I froze in fear and frantically began to try to discover what she might be talking about so I could sit down.
“Young man, walk slowly to the front of the room, please.” I started the long trek up to the front. “Now, class, can you help Neal figure out what he did wrong this morning?”
The other students were so glad that they weren’t me that they relaxed, then a few started to giggle.
“I know! I know!” big-mouthed Mary Beth shouted. “It’s his shoes!” And she was right: As I looked down, I realized that I had my new black and white saddle oxfords on the wrong feet! The shoes were pointing in the opposite directions. For a very shy eight-year-old, how embarrassing. And how I despised that teacher for destroying my sense of safety in her classroom. I never thought of her the same again.
Just a few doors down the hall in the domain of Heard’s drama department lived Mrs. Ligdon. Oh what a different species of teacher she was. I remember just as clearly as the shoes episode my first feeble attempt at acting. And why? Because I was the STAR of the third grade play. My mother made my little hispanic costume, and I performed with a small group The Mexican Hat Dance.
As I stood in the auditorium’s wings, nervously awaiting the play’s opening, Mrs. Ligdon came up to me, leaned over and whispered, “Neal, you really are a star! And your sombrero looks spectacular! You were chosen for this part because you are the very best actor and dancer for it. NOBODY could take your place.”
I felt special, and I performed, well, spectacularly–at least that’s what Mrs. Ligdon said. And I believed her! It wasn’t until several years later when my little brother was in one of Mrs. Ligdon’s plays that I discovered the secret to her success as a teacher and a motivator. Mrs. Ligdon somehow made every student that she worked with feel as if he or she were the star.
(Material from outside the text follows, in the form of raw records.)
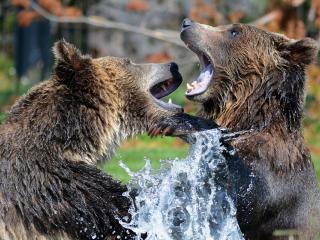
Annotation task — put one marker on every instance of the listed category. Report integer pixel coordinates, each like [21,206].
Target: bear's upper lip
[163,88]
[202,83]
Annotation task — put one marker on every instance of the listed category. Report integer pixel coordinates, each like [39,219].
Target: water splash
[187,199]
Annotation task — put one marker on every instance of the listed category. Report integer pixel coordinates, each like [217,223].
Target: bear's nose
[187,22]
[174,67]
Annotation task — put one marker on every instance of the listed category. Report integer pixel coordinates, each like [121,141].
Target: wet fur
[259,85]
[263,85]
[52,139]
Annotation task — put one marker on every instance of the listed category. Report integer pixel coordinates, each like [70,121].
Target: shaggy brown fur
[53,137]
[259,84]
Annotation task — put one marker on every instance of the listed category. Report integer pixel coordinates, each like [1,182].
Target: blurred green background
[145,31]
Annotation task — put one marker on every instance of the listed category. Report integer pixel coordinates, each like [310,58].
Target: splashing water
[188,199]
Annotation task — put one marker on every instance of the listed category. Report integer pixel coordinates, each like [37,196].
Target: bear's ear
[68,59]
[303,52]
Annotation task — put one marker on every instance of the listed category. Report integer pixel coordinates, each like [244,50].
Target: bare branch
[163,35]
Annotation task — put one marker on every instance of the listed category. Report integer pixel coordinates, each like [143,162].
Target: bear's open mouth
[163,89]
[202,83]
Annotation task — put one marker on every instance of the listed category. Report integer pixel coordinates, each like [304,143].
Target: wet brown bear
[255,80]
[53,137]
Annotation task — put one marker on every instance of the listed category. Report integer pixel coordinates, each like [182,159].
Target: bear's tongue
[201,84]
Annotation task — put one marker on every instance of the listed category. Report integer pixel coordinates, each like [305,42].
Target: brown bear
[254,80]
[53,137]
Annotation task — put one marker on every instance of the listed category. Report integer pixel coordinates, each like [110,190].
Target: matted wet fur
[53,137]
[258,84]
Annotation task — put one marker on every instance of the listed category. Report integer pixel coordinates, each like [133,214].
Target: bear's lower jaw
[205,78]
[164,88]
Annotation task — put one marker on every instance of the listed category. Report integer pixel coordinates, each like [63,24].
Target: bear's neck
[277,102]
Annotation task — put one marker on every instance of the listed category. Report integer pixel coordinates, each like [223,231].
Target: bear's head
[249,76]
[90,104]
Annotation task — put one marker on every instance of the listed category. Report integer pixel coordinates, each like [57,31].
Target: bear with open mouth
[254,80]
[54,136]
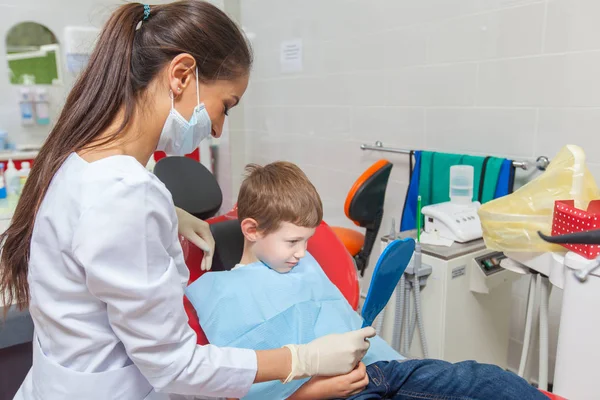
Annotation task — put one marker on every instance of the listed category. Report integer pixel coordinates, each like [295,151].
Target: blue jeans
[441,380]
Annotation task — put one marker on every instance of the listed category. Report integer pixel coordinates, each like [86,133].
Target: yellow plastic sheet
[511,223]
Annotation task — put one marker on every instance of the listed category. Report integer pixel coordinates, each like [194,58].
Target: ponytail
[121,66]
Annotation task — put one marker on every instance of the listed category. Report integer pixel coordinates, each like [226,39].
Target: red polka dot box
[568,219]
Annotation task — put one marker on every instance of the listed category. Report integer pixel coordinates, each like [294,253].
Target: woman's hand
[197,231]
[341,386]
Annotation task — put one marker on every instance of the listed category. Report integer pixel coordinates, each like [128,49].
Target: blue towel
[409,213]
[257,308]
[503,186]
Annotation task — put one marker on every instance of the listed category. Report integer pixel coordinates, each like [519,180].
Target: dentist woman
[93,247]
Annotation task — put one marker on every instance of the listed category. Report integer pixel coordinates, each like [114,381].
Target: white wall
[513,78]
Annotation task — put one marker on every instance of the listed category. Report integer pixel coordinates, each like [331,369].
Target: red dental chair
[196,190]
[324,246]
[364,206]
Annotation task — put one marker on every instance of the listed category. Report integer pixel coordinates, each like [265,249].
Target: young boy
[278,294]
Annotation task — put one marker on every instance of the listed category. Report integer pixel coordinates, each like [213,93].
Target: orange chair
[364,206]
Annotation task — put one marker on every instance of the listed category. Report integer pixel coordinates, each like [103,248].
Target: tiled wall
[514,78]
[56,15]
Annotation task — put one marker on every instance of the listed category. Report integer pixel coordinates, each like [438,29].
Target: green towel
[490,183]
[434,181]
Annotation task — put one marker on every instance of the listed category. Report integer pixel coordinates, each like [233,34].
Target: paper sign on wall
[291,56]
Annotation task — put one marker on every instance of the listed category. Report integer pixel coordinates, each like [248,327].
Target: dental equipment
[388,271]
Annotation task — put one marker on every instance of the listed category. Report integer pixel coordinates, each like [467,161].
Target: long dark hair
[124,62]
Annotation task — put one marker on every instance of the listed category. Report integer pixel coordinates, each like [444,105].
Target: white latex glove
[329,355]
[197,231]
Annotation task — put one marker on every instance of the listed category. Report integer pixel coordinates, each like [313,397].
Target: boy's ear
[250,229]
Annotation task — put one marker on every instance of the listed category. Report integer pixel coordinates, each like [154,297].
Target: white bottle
[41,107]
[12,179]
[23,174]
[26,104]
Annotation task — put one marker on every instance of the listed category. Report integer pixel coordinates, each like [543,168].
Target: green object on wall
[43,68]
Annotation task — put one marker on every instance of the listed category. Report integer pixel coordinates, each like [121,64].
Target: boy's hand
[341,386]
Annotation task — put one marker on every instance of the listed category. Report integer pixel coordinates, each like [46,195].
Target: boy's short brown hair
[279,192]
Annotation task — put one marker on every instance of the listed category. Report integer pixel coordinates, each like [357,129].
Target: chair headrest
[365,199]
[229,244]
[193,187]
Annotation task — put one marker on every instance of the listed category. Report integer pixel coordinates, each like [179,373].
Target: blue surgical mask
[180,137]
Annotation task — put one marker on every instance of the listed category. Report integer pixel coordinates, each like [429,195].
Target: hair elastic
[146,12]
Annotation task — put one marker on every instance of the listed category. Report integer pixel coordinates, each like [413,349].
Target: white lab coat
[106,277]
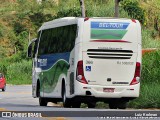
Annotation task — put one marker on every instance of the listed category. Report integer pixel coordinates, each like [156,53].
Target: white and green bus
[86,60]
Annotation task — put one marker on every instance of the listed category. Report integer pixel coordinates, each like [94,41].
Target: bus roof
[69,21]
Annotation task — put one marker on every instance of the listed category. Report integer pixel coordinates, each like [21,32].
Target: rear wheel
[42,101]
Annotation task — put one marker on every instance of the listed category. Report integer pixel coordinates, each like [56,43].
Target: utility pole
[82,8]
[116,8]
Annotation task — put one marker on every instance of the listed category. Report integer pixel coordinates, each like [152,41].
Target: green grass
[148,41]
[150,82]
[19,73]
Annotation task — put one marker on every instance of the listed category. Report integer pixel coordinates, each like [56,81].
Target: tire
[76,105]
[42,102]
[66,102]
[122,105]
[4,89]
[91,105]
[113,105]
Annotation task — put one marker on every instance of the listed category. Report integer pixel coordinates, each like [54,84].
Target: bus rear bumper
[97,91]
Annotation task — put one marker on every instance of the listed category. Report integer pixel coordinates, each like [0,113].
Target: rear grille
[109,54]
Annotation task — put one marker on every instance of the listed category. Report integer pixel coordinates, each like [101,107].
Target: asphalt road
[17,100]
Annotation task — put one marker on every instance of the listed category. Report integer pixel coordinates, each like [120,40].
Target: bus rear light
[80,73]
[136,78]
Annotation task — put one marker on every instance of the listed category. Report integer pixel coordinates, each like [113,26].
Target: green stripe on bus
[49,79]
[108,34]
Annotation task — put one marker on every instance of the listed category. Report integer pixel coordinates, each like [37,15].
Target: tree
[82,8]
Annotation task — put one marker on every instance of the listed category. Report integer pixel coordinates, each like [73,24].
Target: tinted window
[58,40]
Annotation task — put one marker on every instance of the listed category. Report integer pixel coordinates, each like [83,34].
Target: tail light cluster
[80,73]
[136,78]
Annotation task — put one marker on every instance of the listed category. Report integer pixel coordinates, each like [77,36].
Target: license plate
[108,89]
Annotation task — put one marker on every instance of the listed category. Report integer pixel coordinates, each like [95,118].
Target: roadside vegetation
[20,19]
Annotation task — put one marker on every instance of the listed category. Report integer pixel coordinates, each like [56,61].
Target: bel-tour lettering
[111,25]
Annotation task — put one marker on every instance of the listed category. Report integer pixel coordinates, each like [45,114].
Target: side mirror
[32,47]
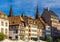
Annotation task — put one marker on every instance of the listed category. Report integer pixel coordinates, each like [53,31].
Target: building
[45,29]
[4,24]
[15,23]
[51,19]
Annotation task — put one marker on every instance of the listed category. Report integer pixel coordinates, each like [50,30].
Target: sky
[28,7]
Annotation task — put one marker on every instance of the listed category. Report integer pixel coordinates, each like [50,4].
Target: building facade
[4,24]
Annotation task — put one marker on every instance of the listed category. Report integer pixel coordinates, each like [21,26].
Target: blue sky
[29,6]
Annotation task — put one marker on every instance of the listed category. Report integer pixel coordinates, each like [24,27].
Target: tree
[58,40]
[49,39]
[2,36]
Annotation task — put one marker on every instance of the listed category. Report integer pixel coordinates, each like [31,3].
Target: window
[6,31]
[2,30]
[6,24]
[2,23]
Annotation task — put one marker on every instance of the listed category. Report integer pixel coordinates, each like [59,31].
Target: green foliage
[2,36]
[58,40]
[49,39]
[22,37]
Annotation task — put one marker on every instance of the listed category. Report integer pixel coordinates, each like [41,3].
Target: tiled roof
[3,16]
[15,20]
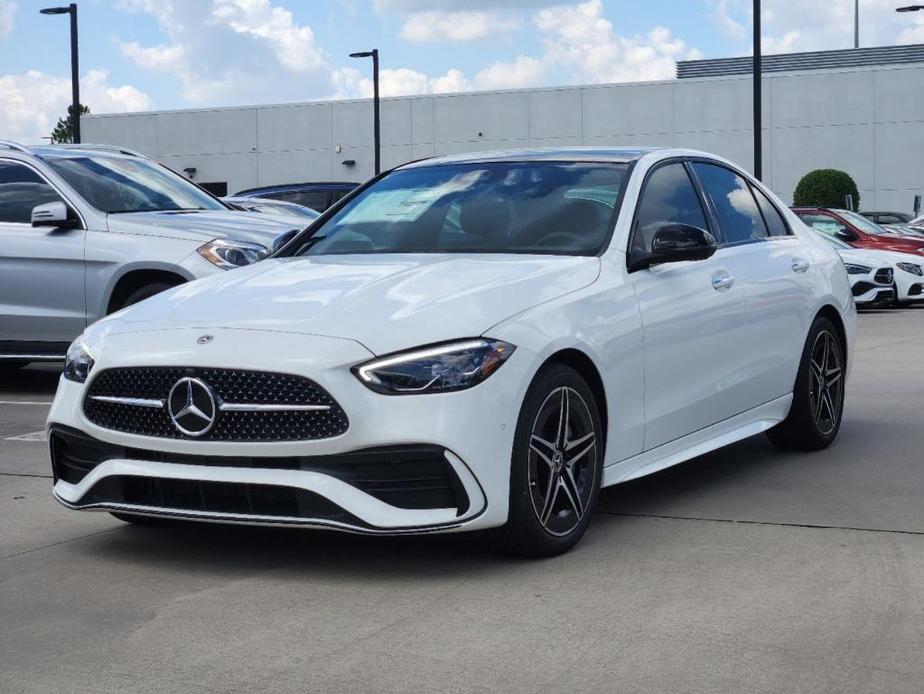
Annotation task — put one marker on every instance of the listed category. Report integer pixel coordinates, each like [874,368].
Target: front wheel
[556,466]
[818,397]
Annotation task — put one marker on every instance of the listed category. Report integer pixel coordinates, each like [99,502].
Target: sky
[141,55]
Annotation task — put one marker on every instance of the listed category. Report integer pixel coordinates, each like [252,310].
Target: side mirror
[673,243]
[54,214]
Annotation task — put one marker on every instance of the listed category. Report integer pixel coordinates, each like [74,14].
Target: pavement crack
[56,544]
[813,526]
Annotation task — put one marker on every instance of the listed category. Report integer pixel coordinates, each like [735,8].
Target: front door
[694,319]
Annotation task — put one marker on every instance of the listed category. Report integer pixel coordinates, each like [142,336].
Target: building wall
[866,121]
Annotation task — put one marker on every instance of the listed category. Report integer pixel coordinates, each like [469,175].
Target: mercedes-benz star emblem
[191,405]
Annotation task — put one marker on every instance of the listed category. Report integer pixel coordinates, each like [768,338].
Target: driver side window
[21,189]
[668,196]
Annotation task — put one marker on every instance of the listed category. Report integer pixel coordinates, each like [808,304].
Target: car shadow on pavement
[38,379]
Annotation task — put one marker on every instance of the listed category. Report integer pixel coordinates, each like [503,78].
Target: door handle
[722,280]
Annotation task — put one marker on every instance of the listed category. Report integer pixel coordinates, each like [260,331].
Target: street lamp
[374,54]
[75,74]
[758,96]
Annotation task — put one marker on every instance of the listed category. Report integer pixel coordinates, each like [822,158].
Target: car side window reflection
[668,196]
[735,208]
[21,189]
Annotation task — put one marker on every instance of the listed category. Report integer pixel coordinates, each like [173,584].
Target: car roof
[322,185]
[605,154]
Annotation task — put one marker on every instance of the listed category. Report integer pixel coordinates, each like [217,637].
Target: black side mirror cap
[674,242]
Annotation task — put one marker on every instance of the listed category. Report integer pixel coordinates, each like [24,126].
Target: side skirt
[713,437]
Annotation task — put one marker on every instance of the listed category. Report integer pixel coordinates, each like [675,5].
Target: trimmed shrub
[826,188]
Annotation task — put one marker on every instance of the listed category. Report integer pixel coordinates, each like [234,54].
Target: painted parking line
[34,436]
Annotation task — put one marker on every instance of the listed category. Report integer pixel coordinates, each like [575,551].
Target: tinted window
[669,196]
[118,185]
[772,216]
[21,189]
[739,218]
[315,199]
[485,207]
[823,223]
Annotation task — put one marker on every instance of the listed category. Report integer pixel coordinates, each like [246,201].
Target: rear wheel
[818,396]
[556,466]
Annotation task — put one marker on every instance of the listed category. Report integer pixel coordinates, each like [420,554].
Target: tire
[145,292]
[553,497]
[815,416]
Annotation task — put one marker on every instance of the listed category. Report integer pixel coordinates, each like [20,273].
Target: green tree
[826,188]
[64,130]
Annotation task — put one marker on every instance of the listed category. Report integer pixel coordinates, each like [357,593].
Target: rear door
[42,296]
[697,348]
[772,273]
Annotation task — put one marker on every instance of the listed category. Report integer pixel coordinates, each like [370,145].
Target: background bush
[826,188]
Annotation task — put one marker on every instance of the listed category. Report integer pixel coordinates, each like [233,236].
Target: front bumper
[296,482]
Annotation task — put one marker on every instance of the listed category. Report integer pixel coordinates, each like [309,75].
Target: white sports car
[468,342]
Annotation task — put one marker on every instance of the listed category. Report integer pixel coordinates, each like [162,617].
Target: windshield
[862,223]
[122,184]
[498,207]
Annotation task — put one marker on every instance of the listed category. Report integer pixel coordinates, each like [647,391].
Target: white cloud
[524,71]
[33,101]
[810,25]
[295,45]
[438,25]
[7,17]
[581,39]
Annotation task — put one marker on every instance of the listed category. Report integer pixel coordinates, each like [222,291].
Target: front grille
[411,477]
[229,386]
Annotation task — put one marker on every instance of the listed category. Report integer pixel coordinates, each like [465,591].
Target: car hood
[204,225]
[384,302]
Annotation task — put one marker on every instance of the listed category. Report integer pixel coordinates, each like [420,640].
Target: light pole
[758,97]
[374,54]
[856,24]
[75,70]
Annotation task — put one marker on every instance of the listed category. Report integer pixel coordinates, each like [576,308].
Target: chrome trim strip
[137,402]
[248,407]
[34,357]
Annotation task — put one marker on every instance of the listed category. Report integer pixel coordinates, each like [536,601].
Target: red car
[857,230]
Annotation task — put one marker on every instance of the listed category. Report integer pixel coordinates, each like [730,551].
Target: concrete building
[867,119]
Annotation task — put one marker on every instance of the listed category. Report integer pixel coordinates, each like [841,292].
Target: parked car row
[885,263]
[87,230]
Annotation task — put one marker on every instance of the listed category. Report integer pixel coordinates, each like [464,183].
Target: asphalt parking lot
[744,570]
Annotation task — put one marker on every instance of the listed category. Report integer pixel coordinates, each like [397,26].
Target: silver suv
[89,229]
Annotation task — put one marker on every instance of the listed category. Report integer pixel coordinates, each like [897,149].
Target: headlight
[911,267]
[228,254]
[78,362]
[438,369]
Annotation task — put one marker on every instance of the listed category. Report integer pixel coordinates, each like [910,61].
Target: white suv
[89,229]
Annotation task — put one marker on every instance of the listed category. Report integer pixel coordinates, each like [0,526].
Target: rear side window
[669,196]
[737,212]
[775,223]
[21,189]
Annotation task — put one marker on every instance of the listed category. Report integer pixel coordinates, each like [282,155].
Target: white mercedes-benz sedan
[468,342]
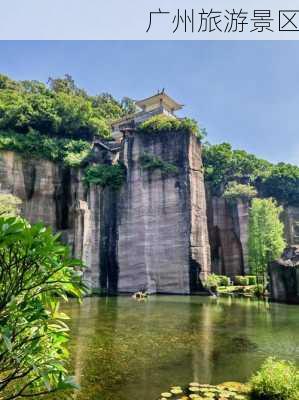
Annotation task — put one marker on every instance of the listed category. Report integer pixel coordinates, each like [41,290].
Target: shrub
[105,175]
[164,123]
[276,380]
[251,280]
[224,280]
[69,151]
[240,280]
[36,272]
[9,205]
[151,162]
[236,191]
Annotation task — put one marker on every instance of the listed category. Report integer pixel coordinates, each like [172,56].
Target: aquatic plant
[276,380]
[197,391]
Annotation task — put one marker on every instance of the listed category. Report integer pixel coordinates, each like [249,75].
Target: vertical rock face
[162,230]
[228,225]
[152,234]
[284,277]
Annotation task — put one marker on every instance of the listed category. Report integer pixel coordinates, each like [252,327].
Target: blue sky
[242,92]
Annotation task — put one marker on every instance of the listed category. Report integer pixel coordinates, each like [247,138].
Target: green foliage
[164,123]
[223,280]
[60,109]
[282,184]
[151,163]
[105,175]
[128,105]
[252,280]
[9,205]
[36,272]
[276,380]
[212,281]
[266,234]
[258,290]
[223,164]
[69,151]
[240,280]
[236,191]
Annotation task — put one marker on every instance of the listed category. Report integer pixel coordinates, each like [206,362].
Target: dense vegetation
[224,165]
[36,272]
[265,236]
[59,109]
[163,123]
[105,175]
[56,121]
[236,190]
[69,151]
[276,380]
[9,205]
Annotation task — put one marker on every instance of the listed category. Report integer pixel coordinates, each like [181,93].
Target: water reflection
[125,350]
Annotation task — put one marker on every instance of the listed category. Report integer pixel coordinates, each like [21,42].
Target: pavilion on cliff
[158,104]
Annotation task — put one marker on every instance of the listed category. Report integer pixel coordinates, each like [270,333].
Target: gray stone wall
[162,231]
[152,234]
[228,226]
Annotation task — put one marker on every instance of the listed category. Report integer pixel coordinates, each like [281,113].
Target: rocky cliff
[161,231]
[228,224]
[151,234]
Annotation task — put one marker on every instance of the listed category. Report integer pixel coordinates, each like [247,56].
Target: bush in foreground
[276,380]
[35,273]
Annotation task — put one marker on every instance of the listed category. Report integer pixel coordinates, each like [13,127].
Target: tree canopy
[224,165]
[266,234]
[59,108]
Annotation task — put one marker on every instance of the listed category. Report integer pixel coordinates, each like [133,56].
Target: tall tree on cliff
[266,235]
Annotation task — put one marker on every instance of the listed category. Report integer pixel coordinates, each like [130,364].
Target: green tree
[266,235]
[282,184]
[236,191]
[9,205]
[36,272]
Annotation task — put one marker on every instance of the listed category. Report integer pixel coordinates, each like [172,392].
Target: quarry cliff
[162,230]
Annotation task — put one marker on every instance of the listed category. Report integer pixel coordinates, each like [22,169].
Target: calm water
[126,350]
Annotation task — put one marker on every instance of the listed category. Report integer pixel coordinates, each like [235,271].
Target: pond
[123,349]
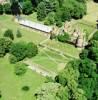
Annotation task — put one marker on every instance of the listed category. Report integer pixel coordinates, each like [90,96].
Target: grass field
[50,60]
[10,84]
[63,47]
[6,22]
[88,23]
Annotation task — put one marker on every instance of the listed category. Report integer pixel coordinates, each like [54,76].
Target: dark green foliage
[50,19]
[7,8]
[65,14]
[8,33]
[52,36]
[20,69]
[63,37]
[95,36]
[58,23]
[4,46]
[15,8]
[18,50]
[41,11]
[0,95]
[87,68]
[1,9]
[12,59]
[32,50]
[22,50]
[27,8]
[84,54]
[25,88]
[19,34]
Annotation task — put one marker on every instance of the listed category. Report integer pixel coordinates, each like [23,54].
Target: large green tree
[27,8]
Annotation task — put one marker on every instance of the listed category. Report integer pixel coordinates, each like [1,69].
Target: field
[53,56]
[11,85]
[88,23]
[7,22]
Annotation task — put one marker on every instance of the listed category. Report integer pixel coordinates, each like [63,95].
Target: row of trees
[51,11]
[79,79]
[16,8]
[18,51]
[56,11]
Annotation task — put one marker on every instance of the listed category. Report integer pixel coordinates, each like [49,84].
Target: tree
[4,46]
[32,50]
[1,9]
[20,69]
[18,50]
[8,33]
[19,34]
[27,8]
[84,54]
[95,36]
[50,19]
[41,11]
[52,91]
[15,8]
[7,8]
[63,37]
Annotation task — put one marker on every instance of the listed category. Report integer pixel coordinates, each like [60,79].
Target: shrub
[95,36]
[25,88]
[18,50]
[8,33]
[1,9]
[50,19]
[63,37]
[32,50]
[0,95]
[20,69]
[7,8]
[27,8]
[41,11]
[4,46]
[12,59]
[18,35]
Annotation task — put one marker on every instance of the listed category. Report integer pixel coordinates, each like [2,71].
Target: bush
[18,50]
[12,59]
[95,36]
[25,88]
[18,35]
[63,37]
[8,33]
[0,95]
[7,8]
[1,9]
[32,50]
[27,8]
[20,69]
[4,46]
[41,11]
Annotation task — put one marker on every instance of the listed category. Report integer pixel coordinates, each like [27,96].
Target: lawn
[66,48]
[10,84]
[28,35]
[50,61]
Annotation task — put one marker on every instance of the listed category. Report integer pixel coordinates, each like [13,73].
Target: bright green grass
[10,84]
[63,47]
[50,60]
[28,35]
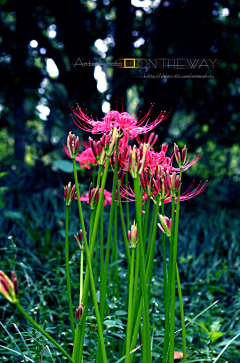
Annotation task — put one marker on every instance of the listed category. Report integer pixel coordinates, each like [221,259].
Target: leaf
[120,312]
[114,323]
[115,263]
[178,355]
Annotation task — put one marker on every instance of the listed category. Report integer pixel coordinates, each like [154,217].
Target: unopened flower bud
[79,238]
[72,144]
[14,280]
[69,193]
[111,142]
[93,195]
[164,148]
[79,312]
[9,288]
[180,159]
[174,182]
[165,225]
[132,235]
Two very different teachers. One little boy. Two very different learning and living experiences
Psychologists tell us that we all need the Three A’s in order to live happy lives: Acceptance, Affection and Approval. I believe they’re right. We thrive off of encouragement. And the clearest illustration of encouragement (and its opposite) I’ve ever seen is in the metaphor of “Balcony People” and “Basement People.”
Balcony people are those folks in your life who encourage you, lift you up, give of themselves to you in some way. They make you feel valuable and important. They climb the steps up into your balcony, lean over the railing, gaze back down at you as you struggle through life and yell, “You can make it! Keep going!” I love running (okay jogging) (okay maybe fast walking) 5 and 10K roadraces, especially when people along the race route scream, “Hey, Number 784, you’re looking good! Keep it up!” (Perhaps not so much when they yell, “But maybe next time you can join the adults instead of the Kiddie Run. Still looking good though!”)
A second category of people do just the opposite. Basement people trudge down the steps into your basement, where it’s dark and dank and maybe a bit depressing…and they try to pull you down with them. They ain’t fun to hang with.
We all have balconies, and we all have basements. And we’ve all probably been up in other people’s balconies and down in their basements.
More about this later. For right now, stay outta my basement please!